OAHU, HAWAII — You've visited the USS Arizona Memorial, done the Polynesian Cultural Center, explored the Bishop Museum, slurped shave ice at Matsumoto's and plunged into the beach scene at Waikiki. If you're thinking that's all there is on Oahu, think again. You can drink deeply of Oahu by walking some of its more unusual culinary avenues.
Saturday morning farmers market, Kapiolani Community College. Chicken curry for breakfast? Why not? The aromas of sizzling garlic shrimp, Thai beef, kalua pork and Kona coffee also entice. Hawaiian sea salt, ginger syrup and local honey make nice take-home gifts.

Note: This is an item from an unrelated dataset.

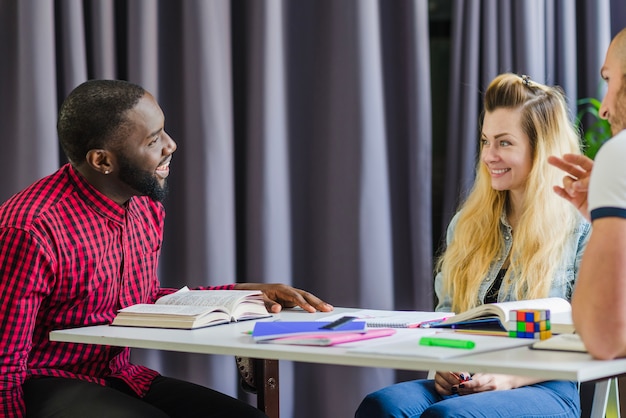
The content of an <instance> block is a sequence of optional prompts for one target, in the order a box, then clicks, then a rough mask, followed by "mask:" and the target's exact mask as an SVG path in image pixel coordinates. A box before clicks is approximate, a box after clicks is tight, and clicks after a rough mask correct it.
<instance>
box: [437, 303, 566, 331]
mask: <svg viewBox="0 0 626 418" xmlns="http://www.w3.org/2000/svg"><path fill="white" fill-rule="evenodd" d="M518 309H550V313H553V312H554V313H557V312H569V311H571V309H572V308H571V305H570V304H569V302H568V301H566V300H565V299H562V298H544V299H530V300H516V301H510V302H499V303H486V304H484V305H481V306H477V307H476V308H474V309H470V310H469V311H466V312H462V313H460V314H457V315H455V316H453V317H452V318H450V319H449V320H447V321H446V323H449V324H452V323H455V322H460V321H465V320H470V319H475V318H481V317H485V316H489V315H492V316H497V317H499V318H500V322H502V325H505V323H506V322H507V321H508V320H509V312H510V311H512V310H518Z"/></svg>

The scene: kids in strollers nibbling ears of roasted corn as their parents scoop up armfuls of orchids and check out booths selling beignets, risotto, chili. (This is multi-ethnic Hawaii.) It starts at 7:30 and is pretty much over by 11. Free parking. 4303 Diamond Head Road, Honolulu; (808) 848-2074, www.hfbf.org/FarmersMarketKCC.html.
Fish auction at Pier 38, Honolulu. Set your alarm and head for the harbor to watch as pallets of iced big-eye tuna, marlin and mahi-mahi are rolled in from the boats. Under bright lights, bidders -- wholesalers and retailers -- test each fish for freshness and texture. "These guys are very competitive," says auctioneer Brooks Takenaka. "They can tell you where a fish was caught, how deep." Next minute he's in action: "Anybody give $9 [a pound] for a 46-pound tuna?" Each year, 25 million pounds are sold. 5:30 a.m. Mondays through Saturdays (3 a.m. last two weeks in January). Free. United Fishing Agency, (808) 536-2148.

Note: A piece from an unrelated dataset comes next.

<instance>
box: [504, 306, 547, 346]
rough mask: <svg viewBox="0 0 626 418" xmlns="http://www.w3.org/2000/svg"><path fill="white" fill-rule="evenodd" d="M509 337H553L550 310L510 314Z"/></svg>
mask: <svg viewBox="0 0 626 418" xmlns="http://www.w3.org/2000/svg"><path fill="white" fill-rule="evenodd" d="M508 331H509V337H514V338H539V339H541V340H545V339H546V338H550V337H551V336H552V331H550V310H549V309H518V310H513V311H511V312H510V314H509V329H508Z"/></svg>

Taking tea the Japanese way. Chado, the centuries-old tea ceremony as a spiritual and aesthetic rite, is demonstrated by the Urasenke Foundation of Hawaii at 10 and 11 a.m. Wednesdays and Fridays. After a short film, visitors adjourn to a shoji-screened room where they sit on floor mats, watching a kimono-clad woman show how each gesture, each utensil, creates harmony, respect, purity and tranquillity. Guests learn how to hold their tea bowls (no sipping from the decorated side, please) and to bow gracefully (by lowering one's elbows). $3 donation. 245 Saratoga Road, Waikiki; (808) 923-3059.

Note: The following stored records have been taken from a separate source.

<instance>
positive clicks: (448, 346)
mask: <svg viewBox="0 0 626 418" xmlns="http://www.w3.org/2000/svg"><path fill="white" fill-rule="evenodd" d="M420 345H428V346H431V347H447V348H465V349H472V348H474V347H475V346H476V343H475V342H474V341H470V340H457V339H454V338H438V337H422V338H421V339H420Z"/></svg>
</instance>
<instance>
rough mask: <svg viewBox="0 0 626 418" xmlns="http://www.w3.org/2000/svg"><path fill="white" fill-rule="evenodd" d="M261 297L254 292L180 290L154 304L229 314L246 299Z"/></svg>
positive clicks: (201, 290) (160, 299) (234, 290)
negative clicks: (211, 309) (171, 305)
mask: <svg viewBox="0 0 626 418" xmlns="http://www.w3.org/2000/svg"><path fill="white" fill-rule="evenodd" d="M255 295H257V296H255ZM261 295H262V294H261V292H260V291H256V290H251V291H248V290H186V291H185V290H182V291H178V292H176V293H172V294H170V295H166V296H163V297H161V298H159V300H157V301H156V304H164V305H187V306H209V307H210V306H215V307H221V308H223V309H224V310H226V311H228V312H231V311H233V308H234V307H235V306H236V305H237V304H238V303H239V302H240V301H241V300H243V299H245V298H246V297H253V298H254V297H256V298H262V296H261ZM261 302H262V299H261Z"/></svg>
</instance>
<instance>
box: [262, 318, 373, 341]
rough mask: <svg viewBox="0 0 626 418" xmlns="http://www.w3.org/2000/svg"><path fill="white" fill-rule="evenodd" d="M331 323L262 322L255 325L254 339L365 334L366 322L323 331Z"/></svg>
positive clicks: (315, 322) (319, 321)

Shrimp trucks on the North Shore. The crustaceans, harvested daily from nearby shrimp farms, are served with rice or corn from lunch wagons, shacks and stands alongside Kamehameha Highway in or near Kahuku, which is also the corn belt of Oahu. For about $12 a plate, choose from fried, barbecued, garlic butter, coconut, hot and spicy and more. Then join others at a shaded picnic table. Each vendor claims, of course, to be the best or the original. Giovanni's may be the most colorful, with its graffiti-covered truck. I was amused to see a white stretch limo pull up at Romy's.